Sarepta has received US Food and Drug Administration (FDA) approval for updated prescribing information for Elevidys (delandistrogene moxeparvovec), an adeno-associated virus (AAV)-based gene transfer therapy, which addresses the specific genetic causes of Duchenne muscular dystrophy (DMD) in certain patient groups.

The updated Elevidys label now carries a boxed warning regarding the risk of acute liver failure and injury.

It also no longer includes non-ambulatory patients in the indication and usage section.

Sarepta plans to begin a study of an enhanced sirolimus immunosuppressive regimen to address these risks, aiming to resume dosing for non-ambulatory patients with FDA approval.

Expanded prescriber guidance recommends a modified oral corticosteroid regimen before and after infusion, along with weekly monitoring for three months following treatment.

A new warning and precaution has also been added about increased susceptibility to serious infections owing to immunosuppression.

Sarepta research and development and technical operations president Louise Rodino-Klapac stated: “We want to thank the FDA for their thorough and collaborative review. Completion of the safety labelling change for Elevidys will ensure that families and healthcare professionals have clear information, supported by a medication guide, to help understand these updates and guide treatment decisions.”

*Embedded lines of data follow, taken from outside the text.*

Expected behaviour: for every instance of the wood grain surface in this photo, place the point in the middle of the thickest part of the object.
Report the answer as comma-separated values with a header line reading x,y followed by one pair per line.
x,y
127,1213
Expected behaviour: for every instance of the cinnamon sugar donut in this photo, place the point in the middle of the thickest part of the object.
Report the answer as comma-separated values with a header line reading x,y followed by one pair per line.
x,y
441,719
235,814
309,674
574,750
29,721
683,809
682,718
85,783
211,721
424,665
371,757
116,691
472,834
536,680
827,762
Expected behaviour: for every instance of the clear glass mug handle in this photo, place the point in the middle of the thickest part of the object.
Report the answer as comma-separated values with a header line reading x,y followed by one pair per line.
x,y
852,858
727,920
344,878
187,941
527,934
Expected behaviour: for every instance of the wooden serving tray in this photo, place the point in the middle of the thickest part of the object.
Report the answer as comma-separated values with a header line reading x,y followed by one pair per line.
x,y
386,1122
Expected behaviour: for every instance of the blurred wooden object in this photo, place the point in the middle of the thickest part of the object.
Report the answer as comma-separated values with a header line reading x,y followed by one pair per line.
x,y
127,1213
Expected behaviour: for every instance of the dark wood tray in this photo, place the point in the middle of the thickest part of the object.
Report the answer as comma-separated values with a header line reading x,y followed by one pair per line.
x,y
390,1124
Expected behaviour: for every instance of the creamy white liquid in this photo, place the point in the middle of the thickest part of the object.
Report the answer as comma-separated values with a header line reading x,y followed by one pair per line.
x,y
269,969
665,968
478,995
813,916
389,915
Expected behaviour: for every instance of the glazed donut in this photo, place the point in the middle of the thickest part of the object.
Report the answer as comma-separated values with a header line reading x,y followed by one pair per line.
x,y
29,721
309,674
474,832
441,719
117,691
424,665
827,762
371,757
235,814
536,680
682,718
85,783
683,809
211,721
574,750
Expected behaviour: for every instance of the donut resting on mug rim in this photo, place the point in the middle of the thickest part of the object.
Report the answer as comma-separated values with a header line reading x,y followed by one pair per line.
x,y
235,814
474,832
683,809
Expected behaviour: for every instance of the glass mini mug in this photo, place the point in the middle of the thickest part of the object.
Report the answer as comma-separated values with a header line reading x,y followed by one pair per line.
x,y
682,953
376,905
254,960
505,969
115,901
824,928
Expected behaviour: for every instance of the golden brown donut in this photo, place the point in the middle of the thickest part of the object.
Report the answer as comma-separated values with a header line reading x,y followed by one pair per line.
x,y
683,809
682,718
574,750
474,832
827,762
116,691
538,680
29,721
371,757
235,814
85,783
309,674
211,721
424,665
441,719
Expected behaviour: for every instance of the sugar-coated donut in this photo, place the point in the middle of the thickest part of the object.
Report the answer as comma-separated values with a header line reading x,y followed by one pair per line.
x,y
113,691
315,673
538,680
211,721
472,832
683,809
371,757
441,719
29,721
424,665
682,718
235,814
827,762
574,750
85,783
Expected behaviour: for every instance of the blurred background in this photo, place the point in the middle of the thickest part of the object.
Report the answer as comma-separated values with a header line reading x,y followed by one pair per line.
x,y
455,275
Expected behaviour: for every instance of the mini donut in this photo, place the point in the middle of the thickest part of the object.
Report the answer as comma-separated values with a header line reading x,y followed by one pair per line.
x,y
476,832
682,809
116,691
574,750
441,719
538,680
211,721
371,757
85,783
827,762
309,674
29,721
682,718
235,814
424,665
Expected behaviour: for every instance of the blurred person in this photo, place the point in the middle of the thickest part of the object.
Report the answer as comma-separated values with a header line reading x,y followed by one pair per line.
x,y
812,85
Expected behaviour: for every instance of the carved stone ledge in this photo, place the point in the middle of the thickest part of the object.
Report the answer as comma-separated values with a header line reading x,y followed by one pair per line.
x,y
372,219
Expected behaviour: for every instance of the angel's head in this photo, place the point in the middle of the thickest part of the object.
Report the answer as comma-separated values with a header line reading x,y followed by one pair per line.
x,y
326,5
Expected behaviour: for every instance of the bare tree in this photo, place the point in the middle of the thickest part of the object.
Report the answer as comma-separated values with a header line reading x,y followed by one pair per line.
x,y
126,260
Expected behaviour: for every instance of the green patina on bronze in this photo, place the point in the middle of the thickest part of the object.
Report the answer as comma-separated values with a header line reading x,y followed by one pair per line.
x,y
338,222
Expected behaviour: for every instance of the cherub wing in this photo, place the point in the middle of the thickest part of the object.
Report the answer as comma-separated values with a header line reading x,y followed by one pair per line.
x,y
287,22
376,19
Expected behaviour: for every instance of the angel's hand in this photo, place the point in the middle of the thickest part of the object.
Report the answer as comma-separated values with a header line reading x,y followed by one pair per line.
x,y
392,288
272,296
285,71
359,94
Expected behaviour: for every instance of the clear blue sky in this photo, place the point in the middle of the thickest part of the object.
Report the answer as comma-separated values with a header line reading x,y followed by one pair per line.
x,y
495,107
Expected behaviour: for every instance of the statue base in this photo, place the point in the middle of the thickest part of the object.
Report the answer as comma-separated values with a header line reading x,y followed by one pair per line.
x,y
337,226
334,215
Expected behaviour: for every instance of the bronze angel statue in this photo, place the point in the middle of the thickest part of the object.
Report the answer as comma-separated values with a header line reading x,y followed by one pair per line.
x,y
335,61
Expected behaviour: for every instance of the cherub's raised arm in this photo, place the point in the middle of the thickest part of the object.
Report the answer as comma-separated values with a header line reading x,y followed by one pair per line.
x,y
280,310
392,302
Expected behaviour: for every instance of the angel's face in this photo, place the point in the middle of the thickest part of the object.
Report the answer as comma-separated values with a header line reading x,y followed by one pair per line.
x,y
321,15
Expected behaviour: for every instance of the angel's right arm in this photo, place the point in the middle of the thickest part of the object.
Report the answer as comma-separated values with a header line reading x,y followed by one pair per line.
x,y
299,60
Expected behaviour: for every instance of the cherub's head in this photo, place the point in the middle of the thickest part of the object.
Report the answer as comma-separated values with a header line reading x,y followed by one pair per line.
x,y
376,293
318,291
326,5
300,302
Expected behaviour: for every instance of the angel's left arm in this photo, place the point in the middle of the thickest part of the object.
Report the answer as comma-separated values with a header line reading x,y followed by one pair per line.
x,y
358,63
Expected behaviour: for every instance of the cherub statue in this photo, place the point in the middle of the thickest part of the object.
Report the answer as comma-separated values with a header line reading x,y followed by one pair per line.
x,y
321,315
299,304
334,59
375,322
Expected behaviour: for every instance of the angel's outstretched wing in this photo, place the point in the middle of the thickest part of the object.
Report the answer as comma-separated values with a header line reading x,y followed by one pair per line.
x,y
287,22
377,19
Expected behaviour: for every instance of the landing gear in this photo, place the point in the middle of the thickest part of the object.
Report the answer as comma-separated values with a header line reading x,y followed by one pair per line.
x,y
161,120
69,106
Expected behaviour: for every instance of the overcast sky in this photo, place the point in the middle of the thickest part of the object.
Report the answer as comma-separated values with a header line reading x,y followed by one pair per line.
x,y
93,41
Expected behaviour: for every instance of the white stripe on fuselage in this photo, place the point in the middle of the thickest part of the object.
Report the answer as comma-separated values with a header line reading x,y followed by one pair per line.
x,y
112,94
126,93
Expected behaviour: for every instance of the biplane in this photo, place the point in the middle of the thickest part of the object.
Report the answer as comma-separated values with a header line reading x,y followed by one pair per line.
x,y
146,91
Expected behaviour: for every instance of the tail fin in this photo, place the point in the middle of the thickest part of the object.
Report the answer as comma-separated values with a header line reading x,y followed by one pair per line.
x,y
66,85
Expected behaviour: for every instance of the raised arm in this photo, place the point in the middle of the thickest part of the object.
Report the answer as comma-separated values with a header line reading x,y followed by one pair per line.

Elevidys has so far been administered to more than 1,100 patients worldwide, in both clinical trials and real-world environments.

It has been approved for use in ambulatory patients aged four years and older who have confirmed mutations in the DMD gene.

In May 2025, Sarepta Therapeutics announced new outcomes from its open-label Phase Ib Study 9001-103, also referred to as the ENDEAVOR trial, of Elevidys to treat DMD.